Ce nouveau pavé dans la mare, aussi appelée « fosse septique familiale », toujours plus abscons a été lancé par Dagoba et sa venue dans une salle où on leur a demandé, en gros, une taxe de séjour pour leur stand, comme on demanderait pour un emplacement de foire à tout. Résumons et synthétisons mon propos ci-dessus : le label chez qui tu as signé a tout fait pour économiser ses frais, au point de ne plus produire ton album mais le distribuer, de réduire ses coûts au format numérique et plus matériel, de mettre ta création en accès libre et gratuit sur internet… Bref, tu touches peau-de-zob a contrario de celui chez qui tu as vendu ton âme. Il te reste quoi pour bouffer ? La scène ? Non, tous les frais passent dans l’organisation et ses alentours. Ah ! Le merch’ ! Bah oui mais non, tu vas désormais devoir payer pour être payé, ce que tu as déjà fait pour produire ton album avec l’espoir utopique de pouvoir en tirer un quelconque pécule… Ça vous parait toujours aussi cohérent, maintenant que j’ai réduit l’équation au maximum ? Moi pas…Le seul pécule qu’il te reste, c’est celui pour essuyer les quelques petits soldats laissés par celui qui t’a souillé et élargi les sphincters.

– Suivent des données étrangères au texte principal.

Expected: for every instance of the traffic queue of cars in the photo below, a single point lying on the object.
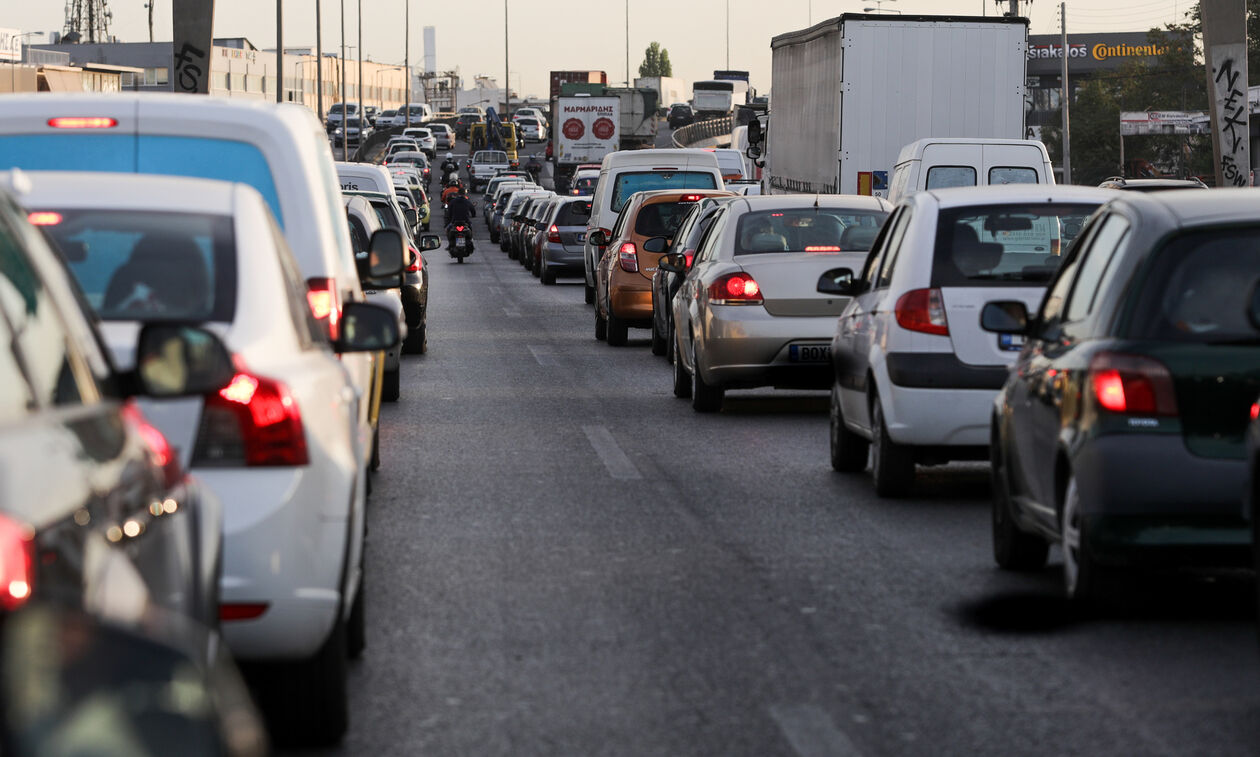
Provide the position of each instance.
(1100, 348)
(189, 329)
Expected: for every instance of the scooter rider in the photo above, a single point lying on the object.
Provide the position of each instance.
(459, 210)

Pour ma part, je trouve la réaction du groupe (et même si je ne suis pas fan de l’image arriviste de son leader, que je ne connais pas assez pour me permettre de juger sans faits) plutôt cohérente : verser une obole au chapeau pour le chaland afin de régler cette « taxe » et reverser l’excédent à une association de défense du lieu où prendra place leur prestation. Mais pour faire une comparaison – deux en fait – c’est comme si le bar où « on est bien gentil de t’accueillir pour te faire jouer gratuitem… en « visibilité » mais en plus tu vas payer l’obsolescence de la scène parce que ta basket a usé le sol » … ou encore « tu vois cette sodomie que tu n’as pas demandée mais qu’on va t’infliger ? Bah tu vas ramener ton gode, ton lub et tu vas te l’insérer toi-même parce qu’on va filmer et diffuser ta prestation, si tant est que tu fasses une performance qui reste dans… les annales ! »

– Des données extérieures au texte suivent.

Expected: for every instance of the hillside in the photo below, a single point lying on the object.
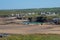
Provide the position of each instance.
(35, 10)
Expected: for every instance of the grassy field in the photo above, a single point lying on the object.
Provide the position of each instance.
(32, 37)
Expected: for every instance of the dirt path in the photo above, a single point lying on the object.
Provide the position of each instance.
(30, 29)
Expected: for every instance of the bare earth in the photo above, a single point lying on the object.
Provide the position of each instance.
(30, 29)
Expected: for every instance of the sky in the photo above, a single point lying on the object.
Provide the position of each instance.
(26, 4)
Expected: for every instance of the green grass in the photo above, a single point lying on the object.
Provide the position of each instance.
(32, 37)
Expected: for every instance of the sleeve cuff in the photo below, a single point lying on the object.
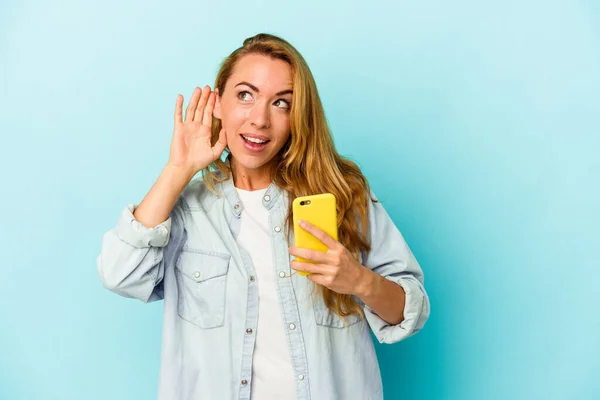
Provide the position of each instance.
(134, 233)
(416, 312)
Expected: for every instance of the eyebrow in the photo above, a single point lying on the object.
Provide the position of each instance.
(258, 91)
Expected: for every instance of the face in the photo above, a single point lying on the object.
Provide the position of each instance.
(254, 108)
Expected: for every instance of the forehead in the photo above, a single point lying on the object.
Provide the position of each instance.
(266, 73)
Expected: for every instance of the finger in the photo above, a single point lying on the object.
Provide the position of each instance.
(309, 267)
(219, 147)
(210, 106)
(189, 112)
(327, 240)
(309, 254)
(202, 103)
(178, 109)
(318, 279)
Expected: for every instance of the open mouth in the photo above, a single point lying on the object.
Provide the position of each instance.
(254, 144)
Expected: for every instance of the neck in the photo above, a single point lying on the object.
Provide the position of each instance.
(250, 179)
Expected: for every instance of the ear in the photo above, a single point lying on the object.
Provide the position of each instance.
(217, 109)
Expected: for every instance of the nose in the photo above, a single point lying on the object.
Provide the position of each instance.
(259, 116)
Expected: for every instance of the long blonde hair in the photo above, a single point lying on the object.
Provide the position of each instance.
(308, 162)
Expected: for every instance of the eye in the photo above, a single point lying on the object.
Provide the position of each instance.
(244, 95)
(286, 105)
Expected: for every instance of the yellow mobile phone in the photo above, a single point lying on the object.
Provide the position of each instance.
(320, 210)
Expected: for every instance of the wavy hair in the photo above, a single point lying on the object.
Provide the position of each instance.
(308, 163)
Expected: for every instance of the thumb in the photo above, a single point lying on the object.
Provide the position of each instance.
(219, 147)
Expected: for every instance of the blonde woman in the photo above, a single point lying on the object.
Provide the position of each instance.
(239, 322)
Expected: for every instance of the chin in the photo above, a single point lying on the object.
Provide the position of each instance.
(250, 162)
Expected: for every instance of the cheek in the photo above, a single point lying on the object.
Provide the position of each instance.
(282, 127)
(232, 117)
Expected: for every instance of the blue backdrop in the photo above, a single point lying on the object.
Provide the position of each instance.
(476, 124)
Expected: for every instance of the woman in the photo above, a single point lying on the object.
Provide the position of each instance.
(239, 323)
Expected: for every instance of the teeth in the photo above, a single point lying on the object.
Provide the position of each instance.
(253, 140)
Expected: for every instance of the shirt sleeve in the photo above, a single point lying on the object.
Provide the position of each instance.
(137, 235)
(132, 257)
(391, 257)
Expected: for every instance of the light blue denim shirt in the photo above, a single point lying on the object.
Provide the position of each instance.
(210, 292)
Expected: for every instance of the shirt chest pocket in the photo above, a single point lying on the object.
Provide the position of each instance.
(201, 282)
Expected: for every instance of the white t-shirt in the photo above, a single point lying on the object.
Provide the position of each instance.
(272, 372)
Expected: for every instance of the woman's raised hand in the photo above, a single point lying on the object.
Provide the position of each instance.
(191, 146)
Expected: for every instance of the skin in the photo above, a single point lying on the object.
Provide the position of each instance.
(256, 101)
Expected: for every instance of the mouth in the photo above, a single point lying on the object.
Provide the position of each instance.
(255, 142)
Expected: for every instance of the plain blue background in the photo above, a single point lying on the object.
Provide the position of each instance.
(477, 124)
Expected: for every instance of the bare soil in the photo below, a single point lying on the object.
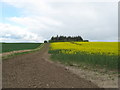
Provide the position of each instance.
(34, 70)
(12, 52)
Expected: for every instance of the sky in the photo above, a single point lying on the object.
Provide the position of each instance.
(39, 20)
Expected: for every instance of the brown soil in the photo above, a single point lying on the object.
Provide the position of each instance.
(34, 70)
(12, 52)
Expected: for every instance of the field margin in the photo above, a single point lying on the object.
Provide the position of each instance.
(20, 53)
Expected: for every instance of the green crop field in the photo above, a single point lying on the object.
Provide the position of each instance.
(7, 47)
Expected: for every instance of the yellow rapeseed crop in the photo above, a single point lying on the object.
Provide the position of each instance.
(108, 48)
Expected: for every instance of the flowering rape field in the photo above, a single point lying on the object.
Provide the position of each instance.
(103, 54)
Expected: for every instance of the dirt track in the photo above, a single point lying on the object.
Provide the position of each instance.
(34, 71)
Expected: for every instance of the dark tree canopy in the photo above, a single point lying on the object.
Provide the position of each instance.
(66, 39)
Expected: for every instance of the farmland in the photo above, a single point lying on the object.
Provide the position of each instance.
(96, 54)
(7, 47)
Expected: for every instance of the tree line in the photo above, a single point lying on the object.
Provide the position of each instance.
(67, 39)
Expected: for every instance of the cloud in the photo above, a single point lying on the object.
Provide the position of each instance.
(11, 33)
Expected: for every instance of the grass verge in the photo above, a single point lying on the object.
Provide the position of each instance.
(20, 53)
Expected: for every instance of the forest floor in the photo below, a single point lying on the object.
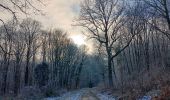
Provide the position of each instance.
(83, 94)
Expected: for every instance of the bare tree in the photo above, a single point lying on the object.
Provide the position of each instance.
(160, 9)
(31, 30)
(104, 19)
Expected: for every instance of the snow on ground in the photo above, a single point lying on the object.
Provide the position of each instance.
(105, 97)
(77, 95)
(84, 93)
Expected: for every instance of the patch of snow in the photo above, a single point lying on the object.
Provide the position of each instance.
(146, 98)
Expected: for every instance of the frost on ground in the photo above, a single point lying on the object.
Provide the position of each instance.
(83, 94)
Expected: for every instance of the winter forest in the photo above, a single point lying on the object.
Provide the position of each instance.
(85, 50)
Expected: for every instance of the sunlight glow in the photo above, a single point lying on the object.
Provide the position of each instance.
(78, 40)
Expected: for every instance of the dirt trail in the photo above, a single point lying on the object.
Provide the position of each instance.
(88, 95)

[ceci est un trou noir supermassif… oui, je sais, c’est confondant quand on se penche bien et est assez souple]
Donc ne remerciez pas LB D si vous avez subi ces quelques pages de balles pas perdues mais ciblées, c’est rien que sa faute d’abord ! Il a relâché le Kraken de ma misanthropie. Mais je ne serai pas l’Atlas soupesant ce qu’il est nécessaire de réfléchir et démolir en profondeur, AKA « casse-moi tout là-dedans, je suis pas ta mère ». Car tout ce laïus, s’il est fait gratuitement, n’est pas gratuit : réagir, c’est déjà un bon début ; agir, c’est nettement plus constructif. Et je mets de la valeur à ces valeurs, mon Bushido personnel, parce que je ne comprends pas – ça, c’est mon trouble autistique personnel – pourquoi on s’offusque un peu, seulement, avant qu’un autre élément de langage de type « oh un voile islamique » vienne éclipser la baleine sous le gravillon, ce que je ne trouve ni très catholique ni très orthodoxe (Oui, j’ai déjà dézingué les religions dans un papier précédent, je ne vous cache pas que je ne voulais pas faire de déçus ici encore, même si le kamasutra n’est qu’évoqué en sous-texte par la prise de position de levrette claquée avec erreur sur l’orifice à insérer). La gratuité vous convient, sans faire trop d’effort pour chercher où est le problème réel ? Tant mieux… Mais rappelez-vous que si c’est gratuit, c’est que le produit, c’est vous !
[NB : si vous trouvez des similitudes dans le ton avec de lointaines chroniques de Pierre-Emmanuel Barré, ce n’est pas une coïncidence et sachez que j’apprécie votre bon goût, mais pas celui de votre bite.]